Garmin International Inc is collaborating with the University of Kansas (KU) Medical Center to foster innovation and better understand how wearables can assist in the detection and management of significant medical conditions. Their initial research will focus on sleep apnea and atrial fibrillation.

They have begun work on multiple research projects combining the sensor data from Garmin devices and the healthcare expertise of KU Medical Center researchers.

“Garmin Health is excited to work with a nationally-recognized institution like KU Medical Center that is on the forefront of digital health research,” says Scott Burgett, director of Garmin Health Engineering, in a release. “As patients assume increased responsibility for their own healthcare, Garmin is committed to the development of wearables that can lead to the prevention or detection of serious health conditions. With long battery life, high water rating, and high-quality sensor data, we can provide meaningful features that will help reduce healthcare costs and provide useful functionality for everyday life.”

For patients with known conditions, continual monitoring can offer health care professionals valuable insight and assist in a well-informed course of treatment.
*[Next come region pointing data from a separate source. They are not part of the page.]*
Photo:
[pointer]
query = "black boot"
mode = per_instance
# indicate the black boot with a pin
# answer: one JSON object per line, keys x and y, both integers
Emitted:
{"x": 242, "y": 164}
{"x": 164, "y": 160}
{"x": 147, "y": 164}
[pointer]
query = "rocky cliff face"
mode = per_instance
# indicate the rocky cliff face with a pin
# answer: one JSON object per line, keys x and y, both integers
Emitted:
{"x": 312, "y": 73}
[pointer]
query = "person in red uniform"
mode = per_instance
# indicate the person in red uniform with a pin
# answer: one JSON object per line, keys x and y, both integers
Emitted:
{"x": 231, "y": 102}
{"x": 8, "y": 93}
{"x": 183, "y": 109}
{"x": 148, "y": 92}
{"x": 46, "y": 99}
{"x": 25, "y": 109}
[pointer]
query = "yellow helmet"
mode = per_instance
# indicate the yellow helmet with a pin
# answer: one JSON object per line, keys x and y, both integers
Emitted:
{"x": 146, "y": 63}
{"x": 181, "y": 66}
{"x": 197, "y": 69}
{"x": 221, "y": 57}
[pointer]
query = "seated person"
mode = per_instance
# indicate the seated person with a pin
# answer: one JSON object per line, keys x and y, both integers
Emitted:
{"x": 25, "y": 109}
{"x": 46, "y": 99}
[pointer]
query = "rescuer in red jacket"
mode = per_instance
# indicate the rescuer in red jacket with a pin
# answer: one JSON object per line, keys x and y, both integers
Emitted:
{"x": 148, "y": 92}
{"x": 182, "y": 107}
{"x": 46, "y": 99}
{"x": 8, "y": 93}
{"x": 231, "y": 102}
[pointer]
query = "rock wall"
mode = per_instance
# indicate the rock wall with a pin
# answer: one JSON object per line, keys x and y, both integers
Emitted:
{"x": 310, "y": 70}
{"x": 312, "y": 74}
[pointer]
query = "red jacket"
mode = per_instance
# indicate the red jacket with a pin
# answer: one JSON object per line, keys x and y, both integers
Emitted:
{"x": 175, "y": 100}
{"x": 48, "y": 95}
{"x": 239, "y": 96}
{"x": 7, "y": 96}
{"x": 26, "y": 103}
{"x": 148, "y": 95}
KU Medical Center research provides clinically based data that can aid in the development of algorithms capable of identifying conditions like sleep apnea and atrial fibrillation.

Garmin Health has worked with Suzanne Stevens, MD, clinical assistant professor of neurology, and Catherine Siengsukon, PhD, associate professor of physical therapy and rehabilitation science at KU Medical Center to study how a wearable equipped with optical sensors could be used to detect sleep apnea and provide a lower cost alternative to an overnight sleep center evaluation.

“Wearables have already increased the public’s awareness of activity levels while awake,” Stevens says. “This research helps us better understand how wearables can do the same while asleep, helping to detect sleep apnea, which left untreated can affect mood, memory, trigger heart arrhythmias, heart attacks, and even strokes.”

Like sleep apnea, atrial fibrillation has been cumbersome and costly to detect. Unfortunately, in 20% of patients, atrial fibrillation is not identified until they have a stroke.

Garmin Health is working with Madhu Reddy, MD, associate professor of medicine at KU Medical Center and division director, Heart Rhythm Services in the Department of Cardiovascular Medicine at The University of Kansas Health System, to study how Garmin wearables could detect atrial fibrillation. “Wearable technology capable of early detection and monitoring of heart rhythm disorders will be a revolutionary boon to cardiac care,” Reddy says.